# check out my gypsy vanner!



## smrobs (Jul 30, 2008)

Don't know much about Vanner confo but he is just absolutely gorgeous. I love hairy horses.


----------



## shermanismybaby3006 (Oct 10, 2008)

WOW He is Stunning!!!!!!!!!!!!!!!!


----------



## wanderlust (Nov 18, 2008)

i want!


----------



## mysandi (Feb 21, 2009)

He is gorgeous!!!


----------



## 1dog3cats17rodents (Dec 7, 2007)

I bet the looks were just jealousy, he's stunning!


----------



## Whipple (Feb 2, 2009)

He is beautiful!
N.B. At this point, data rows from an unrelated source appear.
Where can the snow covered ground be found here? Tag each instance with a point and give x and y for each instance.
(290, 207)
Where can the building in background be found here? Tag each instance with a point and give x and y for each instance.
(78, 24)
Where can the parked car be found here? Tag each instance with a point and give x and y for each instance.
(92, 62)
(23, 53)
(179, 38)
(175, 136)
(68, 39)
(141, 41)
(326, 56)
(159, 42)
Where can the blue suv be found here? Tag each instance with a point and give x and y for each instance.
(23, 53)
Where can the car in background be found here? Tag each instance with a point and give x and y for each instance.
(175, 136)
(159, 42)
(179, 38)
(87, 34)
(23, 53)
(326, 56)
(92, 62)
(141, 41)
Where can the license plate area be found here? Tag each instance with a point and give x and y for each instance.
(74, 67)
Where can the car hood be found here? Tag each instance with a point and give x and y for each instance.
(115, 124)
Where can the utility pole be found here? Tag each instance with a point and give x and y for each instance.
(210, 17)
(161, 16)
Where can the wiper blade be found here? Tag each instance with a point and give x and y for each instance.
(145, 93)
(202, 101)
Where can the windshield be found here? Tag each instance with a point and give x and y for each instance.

I agree with the pp, onlookers are just probably jealous.


----------



## smrobs (Jul 30, 2008)

Do the looks come from others who have vanners or people with traditional breed horses? I don't see anything at all wrong with him. Maybe it is because his mane is just ridiculously long.


----------



## Tayz (Jan 24, 2009)

He is gorgoeus!! I love huge fluffy horses! they are so cute ^^


----------



## Dreamer1215 (Jan 31, 2009)

<----- _is drooling! _


----------



## ridingismylife2 (Nov 4, 2008)

he is absolutely GORGEOUS! :O
i want him! xD


----------



## Peruvian9 (Mar 29, 2009)

He's stunning.....
I wish they were gaited...as my back is not the best and my Peruvian's spoil me...lol.
You two seem like a great team! Will you be showing him? Dressage?? Driving?? I don't know much about GV's....
I love his blue eye/eyes??


----------



## cmrtoner (Feb 16, 2009)

well he's trained in dressage and driving and showed a lot before I got him....I do both with him but usually just to switch it up and keep him entertained. 
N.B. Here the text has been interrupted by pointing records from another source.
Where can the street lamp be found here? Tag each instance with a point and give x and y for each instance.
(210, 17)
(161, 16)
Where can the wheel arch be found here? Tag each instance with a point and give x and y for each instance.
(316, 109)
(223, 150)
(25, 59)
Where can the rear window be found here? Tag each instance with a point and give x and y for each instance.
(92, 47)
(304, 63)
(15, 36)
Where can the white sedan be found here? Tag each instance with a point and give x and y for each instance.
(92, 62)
Our main thing is actually fox hunting...believe it or not he's actually really awesome at it. He's only 14.2 hands and heavy but his endurance and athleticism is really incredible, along with my other riding partner we've racked up the most point this season!
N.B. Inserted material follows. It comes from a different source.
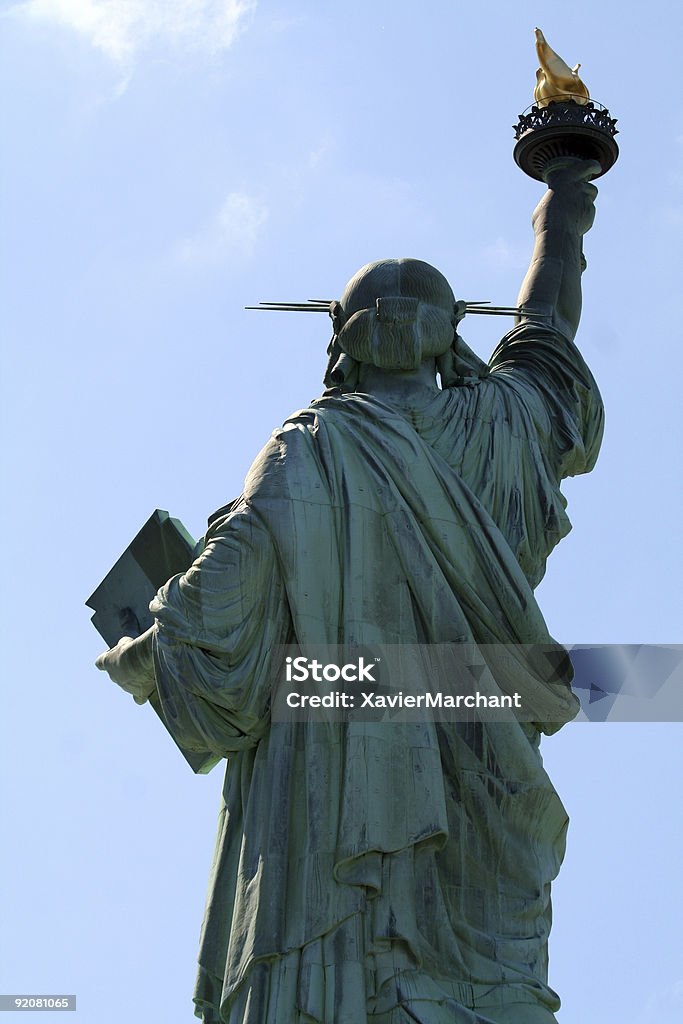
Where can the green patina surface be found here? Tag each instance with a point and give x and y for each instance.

We go to local rated shows and do jumpers sometimes too! (Haha, now that I think about it, the reason we probably get so many funny looks is because we excel in the two events you think we'd be the worst at )


----------



## morganshow11 (Dec 19, 2008)

Do you know how luckey you are???? VERY!!!!!


----------



## Starlight (Dec 15, 2008)

his neck is a little to thick and out for a vanner but I doubt anyone would notice that around here. There not use to see one to know there conformation. He really is a beautiful horse though! You are lucky to have him!


----------



## PoptartShop (Jul 25, 2010)

Can't critique from those pictures, but beautiful horse, I must say!  He is so beautiful.


----------



## happygoose123 (Jan 19, 2009)

OMG!!!!! You are the luckiest peson i know!!!!!!!!!!! I am Sooooooo jealous!!!!!!!!!!!!!! i want one so sosososososo soooooooo much!!! they are like my dream horse!!!!!!! he is absolutly, amzingly, stunningly, adorably, breathtakingly GORGEOUS!!!!!!!!!!!!!!


----------



## cmrtoner (Feb 16, 2009)

just updating this...Heybird edited a picture for me and it's amazing so I wanted to post it!


----------



## New_image (Oct 27, 2007)

Absolutely gorgeous.


----------



## close2prfct (Mar 9, 2009)

He is gorgeous but I personally couldn't deal with all that hair! lol


----------



## Peruvian9 (Mar 29, 2009)

*What a beauty!!!*



cmrtoner said:


> just updating this...Heybird edited a picture for me and it's amazing so I wanted to post it!


He's so beautiful....and I adore the mane.....and his "feathers".....
I just wanna give him a hug!!!


----------



## kchfuller (Feb 1, 2008)

omg he has so much hair! how do you keep it so clean? he is very pretty!


----------



## SmmerFun (Apr 13, 2009)

He is defenetly 1 of a kind! that is forw show!!! (lolz) 


He is a BEAUTIE!!!!! your a lucky duck!!!!


----------